The earliest message passing experiment: a synthetic hypergraph with controlled structure. Validated that SHGAT-style attention could learn to weight neighbors by structural role, not just semantic similarity. Five nodes. Three capability levels. Gradient check passed.
The toy problem was intentionally small to verify the mathematics before investing in a full training pipeline. It served its purpose: message passing works in theory.
The retrieval baseline: given a user intent, retrieve the most similar workflow using cosine similarity over mean-pooled node embeddings. Tested at three scales: 50 workflows, 200 workflows, 1,000 workflows.

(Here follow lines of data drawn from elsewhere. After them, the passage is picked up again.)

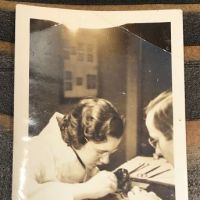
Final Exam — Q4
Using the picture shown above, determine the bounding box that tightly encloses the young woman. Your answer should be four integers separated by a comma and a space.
128, 91, 174, 200
22, 98, 124, 200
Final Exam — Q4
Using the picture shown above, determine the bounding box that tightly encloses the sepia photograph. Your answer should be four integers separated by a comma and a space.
12, 5, 188, 200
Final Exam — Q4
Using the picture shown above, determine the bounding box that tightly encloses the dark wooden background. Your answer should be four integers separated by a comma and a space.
0, 0, 200, 200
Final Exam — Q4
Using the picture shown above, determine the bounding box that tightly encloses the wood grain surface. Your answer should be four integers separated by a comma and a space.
0, 0, 200, 200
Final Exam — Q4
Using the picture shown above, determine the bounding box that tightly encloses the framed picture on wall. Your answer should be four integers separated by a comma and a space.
13, 5, 187, 200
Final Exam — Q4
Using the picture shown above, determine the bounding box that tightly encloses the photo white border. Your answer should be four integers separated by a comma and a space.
12, 4, 188, 200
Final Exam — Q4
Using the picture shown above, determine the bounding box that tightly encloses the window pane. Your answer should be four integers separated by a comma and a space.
87, 54, 93, 62
76, 77, 83, 85
64, 71, 72, 81
78, 53, 84, 61
64, 82, 72, 91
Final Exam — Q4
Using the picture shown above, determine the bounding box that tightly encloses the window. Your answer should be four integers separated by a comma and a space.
64, 71, 72, 81
64, 82, 72, 91
64, 71, 73, 91
76, 77, 83, 85
87, 74, 97, 89
77, 52, 84, 61
63, 49, 70, 60
87, 44, 93, 53
71, 46, 76, 55
87, 53, 93, 62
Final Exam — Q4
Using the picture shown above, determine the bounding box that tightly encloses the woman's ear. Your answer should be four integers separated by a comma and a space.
120, 115, 126, 126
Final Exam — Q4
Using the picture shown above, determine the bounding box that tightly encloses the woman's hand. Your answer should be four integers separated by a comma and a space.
128, 186, 161, 200
85, 171, 117, 199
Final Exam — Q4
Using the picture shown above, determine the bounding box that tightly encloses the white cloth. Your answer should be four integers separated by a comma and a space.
21, 113, 86, 200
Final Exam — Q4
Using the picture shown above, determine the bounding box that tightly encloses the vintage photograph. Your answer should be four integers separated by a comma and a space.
13, 5, 188, 200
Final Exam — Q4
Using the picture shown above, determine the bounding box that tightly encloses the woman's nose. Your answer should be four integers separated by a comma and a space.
155, 145, 162, 157
100, 153, 109, 164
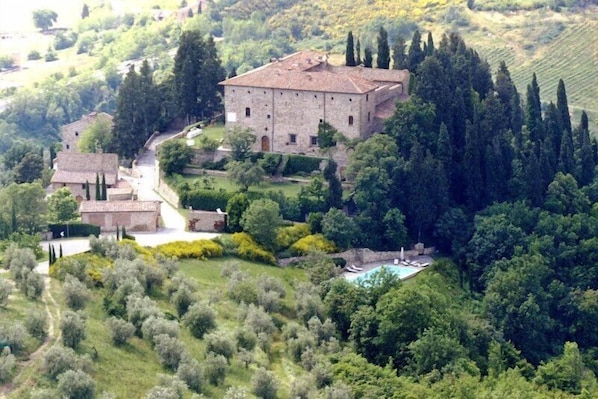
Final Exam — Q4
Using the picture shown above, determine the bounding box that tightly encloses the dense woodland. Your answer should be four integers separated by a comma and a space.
0, 2, 598, 398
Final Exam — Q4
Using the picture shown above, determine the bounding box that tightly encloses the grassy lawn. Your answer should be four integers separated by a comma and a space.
177, 175, 307, 197
0, 257, 306, 399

Retrieval accuracy degrades sub-linearly with scale — but it degrades. At 1,000 workflows, cosine similarity over flat embeddings plateaus. The problem is not the retrieval mechanism; it is that flat embeddings cannot encode the sequential structure of node co-execution. This is the gap SHGAT was designed to fill.
Retrieval finds the most similar past workflow. Prediction produces the next tool directly, conditioned on the current sequence. These are different problems with different failure modes. NB-01 and NB-02 proved that retrieval alone is insufficient; the GRU was built to predict.

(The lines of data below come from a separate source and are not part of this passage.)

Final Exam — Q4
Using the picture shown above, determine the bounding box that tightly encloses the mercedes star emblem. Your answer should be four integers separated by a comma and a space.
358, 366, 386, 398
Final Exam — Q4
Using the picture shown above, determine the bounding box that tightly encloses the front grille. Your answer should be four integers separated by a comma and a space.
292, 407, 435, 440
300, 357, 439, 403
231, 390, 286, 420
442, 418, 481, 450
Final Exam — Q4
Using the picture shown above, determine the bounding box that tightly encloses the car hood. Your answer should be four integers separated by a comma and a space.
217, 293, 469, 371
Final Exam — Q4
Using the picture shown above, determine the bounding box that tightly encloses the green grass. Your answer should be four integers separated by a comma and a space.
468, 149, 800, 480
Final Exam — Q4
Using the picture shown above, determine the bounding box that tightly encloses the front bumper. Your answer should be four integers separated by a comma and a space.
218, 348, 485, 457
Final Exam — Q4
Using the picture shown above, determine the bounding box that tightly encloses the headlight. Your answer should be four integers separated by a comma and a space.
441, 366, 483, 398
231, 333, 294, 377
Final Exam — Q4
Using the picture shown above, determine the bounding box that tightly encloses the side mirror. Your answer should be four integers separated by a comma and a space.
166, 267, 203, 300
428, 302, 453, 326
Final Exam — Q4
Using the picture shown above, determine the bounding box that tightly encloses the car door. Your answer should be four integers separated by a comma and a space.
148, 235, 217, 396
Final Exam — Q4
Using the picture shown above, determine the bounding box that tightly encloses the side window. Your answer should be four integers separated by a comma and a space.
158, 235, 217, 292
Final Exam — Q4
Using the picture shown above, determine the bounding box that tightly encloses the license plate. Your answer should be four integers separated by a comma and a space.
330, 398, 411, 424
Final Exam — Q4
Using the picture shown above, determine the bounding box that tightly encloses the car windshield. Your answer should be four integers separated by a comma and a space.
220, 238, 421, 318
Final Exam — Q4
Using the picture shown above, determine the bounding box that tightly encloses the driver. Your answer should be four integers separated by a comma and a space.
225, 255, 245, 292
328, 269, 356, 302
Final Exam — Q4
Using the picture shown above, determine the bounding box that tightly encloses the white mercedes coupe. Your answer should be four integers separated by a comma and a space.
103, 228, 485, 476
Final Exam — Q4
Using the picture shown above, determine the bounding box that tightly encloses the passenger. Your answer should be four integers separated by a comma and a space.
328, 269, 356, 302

The Gap That Motivated Everything
NB-02 showed that at 920 leaf nodes, a pair of nodes can have near-identical embeddings but very different usage contexts — and very different nodes can co-execute reliably in sequence. Pure cosine similarity cannot distinguish either case.
The decision to build SHGAT came from this: if you cannot retrieve the right tool by what it looks like, you need a model that knows where it fits — in the graph, in the sequence, in the hierarchy. That is what the full SHGAT + GRU pipeline provides.